Une décision «inopportune et maladroite» qui va plonger le Peuple malien martyrisé dans une détresse inacceptable. C’est en ces termes que la Ld Debout s’est insurgée contre les sanctions prises par la Communauté économique des Etats de l’Afrique de l’Ouest (Cedeao) à l’encontre du Mali après le putsch orchestré par les militaires contre le Président Ibrahim Boubacar Keïta. Après avoir manifesté son soutien aux Maliens, elle exige la levée des sanctions à l’encontre de ce dernier, mais aussi que toutes les démarches soient entreprises pour un retour de la paix et la stabilité au Mali dans l’intérêt de son Peuple. Dans un communiqué, elle a dénoncé ces sanctions «à la carte» en même temps et s’est interrogée sur leur nature même. Selon la Ld Debout, nulle part dans le protocole sur la bonne gouvernance et la résolution des conflits il n’est prévu l’embargo économique d’un pays.

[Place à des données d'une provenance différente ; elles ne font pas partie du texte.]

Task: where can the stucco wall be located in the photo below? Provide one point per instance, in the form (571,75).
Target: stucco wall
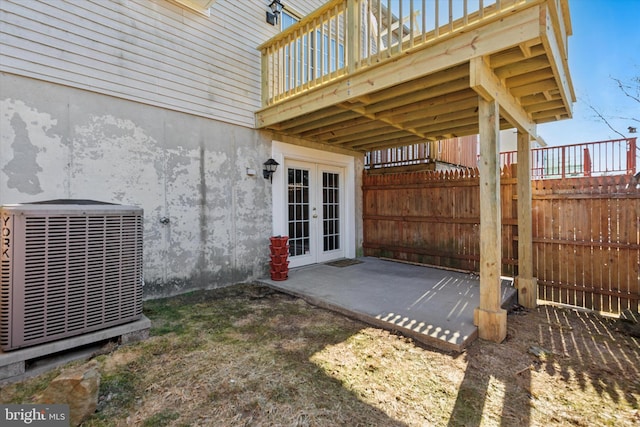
(60,142)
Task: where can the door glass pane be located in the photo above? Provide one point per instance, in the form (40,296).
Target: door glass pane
(330,209)
(298,221)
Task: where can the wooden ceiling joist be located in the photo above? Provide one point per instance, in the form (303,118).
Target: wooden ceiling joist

D’après elle, le refus de soutenir les candidatures présentées par l’Etat membre concerné à des postes électifs dans les organisations internationales, celui de tenir toute réunion de la Cedeao dans l’Etat membre concerné, la suspension de l’Etat membre concerné dans toutes les instances de l’organisation sous régionale sont les seules sanctions prévues par les textes. «La Ld Debout dénonce vigoureusement l’indifférence coupable de la Cedeao face aux dérives de certains chefs d’Etat de la sous-région, coupables de ‘’coup d’Etat institutionnel’’ par les manipulations de leur Constitution ou forcing pour rester au pouvoir. Aujourd’hui, c’est le Mali qui est sanctionné parce que justement son Peuple montre la voie à d’autres Peuples de la sous-région à ne pas accepter ces coups de force ‘’institutionnels’’ de la part de leurs dirigeants. Ainsi la Cedeao se signale-t-elle comme la Cedeao des chefs d’Etat et non des Peuples. Pour rappel, cette organisation établie par le Traité de Lagos, signé le 28 mai 1975, a comme objectif principal de ‘’promouvoir la coopération et l’intégration dans la perspective d’une Union économique en vue d’élever le niveau de vie de ses Peuples…’’», déclare-t-elle.

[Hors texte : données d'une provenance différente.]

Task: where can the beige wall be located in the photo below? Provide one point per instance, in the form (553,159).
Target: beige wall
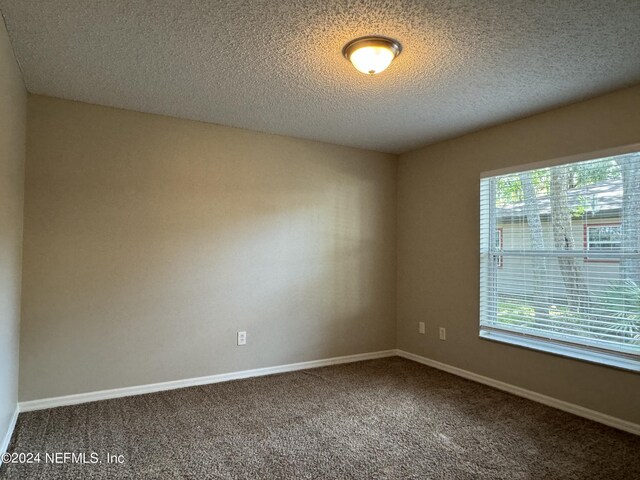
(13,101)
(438,253)
(149,241)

Ainsi, la Ld Debout lance une invite aux décideurs de la Cedeao à ne prendre en compte que l’aspiration du Peuple malien et de tous les Peuples de l’Afrique de l’Ouest. Ces Peuples, dit-elle, sont aujourd’hui en lutte pour la liberté, la démocratie et la bonne gouvernance. D’ailleurs pour ce parti politique, «ce coup de force est la conséquence de la mal gouvernance du pays par le Président IBK. Pendant que le Peuple se soulevait pour corriger les dérives de son Président, la Cedeao s’est limitée à des missions de bons offices sans pour autant prendre de sanctions contre le Président responsable de la mal gouvernance comme le veut son protocole A/sp1/12/01 sur la démocratie et la bonne gouvernance en son article 45 en cas de rupture de démocratie». Le Secrétariat exécutif national de la Ld Debout appelle toutes les forces vives maliennes (militaires, politiques et société civile) à unir leurs forces pour trouver des solutions consensuelles de sortie de crise et de réhabilitation des institutions.